> Ilja van Sprundel, a security researcher with IOActive, has discovered a
> large number of issues in the way various X client libraries handle the
> responses they receive from servers, and has worked with X.Org's security
> team to analyze, confirm, and fix these issues.
> Most of these issues stem from the client libraries trusting the server to
> send correct protocol data, and not verifying that the values will not
> overflow or cause other damage. Most of the time X clients & servers are run
> by the same user, with the server more privileged from the clients, so this
> is not a problem, but there are scenarios in which a privileged client can be
> connected to an unprivileged server, for instance, connecting a setuid X
> client (such as a screen lock program) to a virtual X server (such as Xvfb or
> Xephyr) which the user has modified to return invalid data, potentially
> allowing the user to escalate their privileges.
*** Bug 4657 has been marked as a duplicate of this bug. ***
X libraries updated in r27641. Mesa hasn't released anything with the fixes yet.
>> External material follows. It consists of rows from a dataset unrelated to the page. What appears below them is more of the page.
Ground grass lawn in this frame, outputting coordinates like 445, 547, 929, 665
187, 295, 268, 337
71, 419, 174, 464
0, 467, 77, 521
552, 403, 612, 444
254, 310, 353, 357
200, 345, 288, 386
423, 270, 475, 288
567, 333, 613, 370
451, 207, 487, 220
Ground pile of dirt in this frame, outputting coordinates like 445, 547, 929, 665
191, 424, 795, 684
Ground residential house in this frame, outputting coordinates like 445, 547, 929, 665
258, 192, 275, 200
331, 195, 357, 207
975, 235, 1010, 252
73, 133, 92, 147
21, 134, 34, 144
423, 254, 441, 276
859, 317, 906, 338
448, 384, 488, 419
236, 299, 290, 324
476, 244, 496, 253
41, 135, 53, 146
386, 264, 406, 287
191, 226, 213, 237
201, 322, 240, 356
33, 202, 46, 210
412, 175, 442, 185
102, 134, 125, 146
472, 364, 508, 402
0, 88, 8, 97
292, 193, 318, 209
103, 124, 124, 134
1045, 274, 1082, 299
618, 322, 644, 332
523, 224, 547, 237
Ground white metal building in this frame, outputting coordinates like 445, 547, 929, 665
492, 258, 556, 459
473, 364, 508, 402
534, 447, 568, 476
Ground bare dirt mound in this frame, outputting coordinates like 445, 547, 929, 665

We'll wait a bit longer and see if they do. Otherwise we'll have to bundle the patches.
Mesa patched in r28004.
Fixes are included in following library version;
libX11 184.108.40.2062 (1.6 RC2) - Not updated, current version 1.5.0
libXcursor 1.1.14 - Updated and used by buildsystem.
libXext 1.3.2 - Updated and used by buildsystem.
libXfixes 5.0.1 - Updated and used by buildsystem.
libXi 220.127.116.111 (1.6.3 RC1) - Updated and used by buildsystem. version 1.7.2
libXinerama 1.1.3 - Updated and used by buildsystem.
libXp 1.0.2 - Not used by ThinLinc
libXrandr 1.4.1 - Updated and used by buildsystem.
libXrender 0.9.8 - Updated and used by buildsystem.
libXRes 1.0.7 - Not used by ThinLinc
libXtst 1.2.2 - Updated and used by buildsystem.
libXv 1.0.8 - Not used by ThinLinc
libXvMC 1.0.8 - Not used by ThinLinc
libXxf86dga 1.1.4 - Not used by ThinLinc
libXxf86vm 1.1.3 - Updated and used by buildsystem.
libdmx 1.1.3 - Not used by ThinLinc
libxcb 1.9.1 - Updated and used by buildsystem.
libFS 1.0.5 - Not used by ThinLinc
libXt 1.1.4 - Not used by ThinLinc
libX11 upgraded in r28029.
(In reply to comment #6)
> libX11 upgraded in r28029.
Verified that libX11 is upgraded to version 1.6.2, and that the build system is now updated and using the latest version.
(In reply to comment #3)
> Mesa patched in r28004.
Verfied that the package release version is update inline with the new patches that is applied. Also verified that the build system is using the new version 9.1.1-2
These bugs should not cause any issues in a typical ThinLinc deployment.